Monday, April 19, 2010

Trust In Me.

"If you live to be a hundred, I want to live to be a hundred minus one day, so I never have to live without you."
- Winnie the Pooh

Quickly approaching is the opportunity of a lifetime. I am estatic to have the chance to create my own fairytale in a world of magic, but seven months away from home seems rough.

The day I received my acceptance email to the Disney College Program my friend posted this on her facebook: "Dani is leaving me for a man in a mouse suit that practicly owns America...... UGH :(" I will miss my friends so much, yet they understand that this is the chance of a lifetime and support me 100%. The friends that truly know me understand that I am doing this for myself, my family and my future. I do know a few people who think I am doing this for the wrong reasons and I wish I could get through to them and make them understand that they couldn't be more wrong.
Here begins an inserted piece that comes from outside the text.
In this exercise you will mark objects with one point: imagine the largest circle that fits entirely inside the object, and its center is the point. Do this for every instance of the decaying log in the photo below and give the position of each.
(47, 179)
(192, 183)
So this blog is the reasons why I am excited for the next month to fly by.

When I was 4 years old I took my first trip to Disney. My grandmother and mother thought that it would be a dream come true for me, and they were right. At 4 years old I was pushed around magic kingdom in a stroller by my amazing grandmother and my mother who to this day is my best friend. They were so happy to see the smile on my face when I met Mickey & Minnie.
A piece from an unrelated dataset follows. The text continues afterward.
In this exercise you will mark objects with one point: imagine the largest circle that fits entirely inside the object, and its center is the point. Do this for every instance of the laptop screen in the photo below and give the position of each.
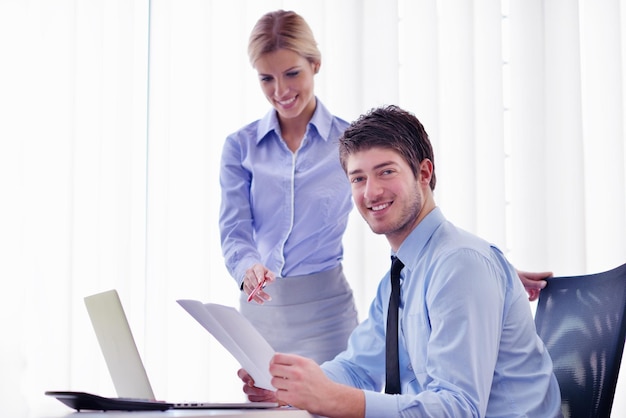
(118, 346)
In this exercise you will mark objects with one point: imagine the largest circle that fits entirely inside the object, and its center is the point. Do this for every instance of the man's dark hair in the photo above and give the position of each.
(393, 128)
At 13 I took my second trip to Disney with my mother and my 5 year old sister. We went to all of the parks and waited in line for hours to go on all the rides. My mother had so much patience taking us around the parks and doing everything that we wanted to do. I took my little sister on Dumbo and told her that was the first ride grandma ever took me on. We rode in the same color as my grandma and I had done years earlier. I was self absorbed and thought I was the one making my little sisters dreams come true. On our last day we went to Magic Kingdom. We had not seen Cinderella and she was both mine and my sisters favorite princess. When we got to the point where we could take pictures with her they had told us that she was going to be on a break and would be back soon. Heartbroken we began to walk away. Then my mom turned around and gasped. She told me and my sister to turn around, and there was Cinderella. She told us that she couldn't take a break without seeing a few princesses first. My sister and I were speechless. She asked us what kingdom we were from and so many other questions. This memory is one that I have carried with me my whole life.

Two months ago I was looking at the picture of Cinderella, my sister and myself. I realized that while my mother and grandmother are both amazing people they were not the ones who made my dreams come true. I would not have enjoyed Disney as much if you took away the person who helped us on to the Dumbo ride, or the person who rented my mother the stroller or even Cinderella. What would Disney be if you took away each person who worked in the parks? What would Disney be if there was no one to compliment the little princesses that came to visit? The cast members of Disney don't always have the most elaborate role, but it is the small things that make a child's dream come true. I hope that while I am down at Disney I can make a little prince or princesses dream come true like they did for me, and that is why I look forward to Disney 2010.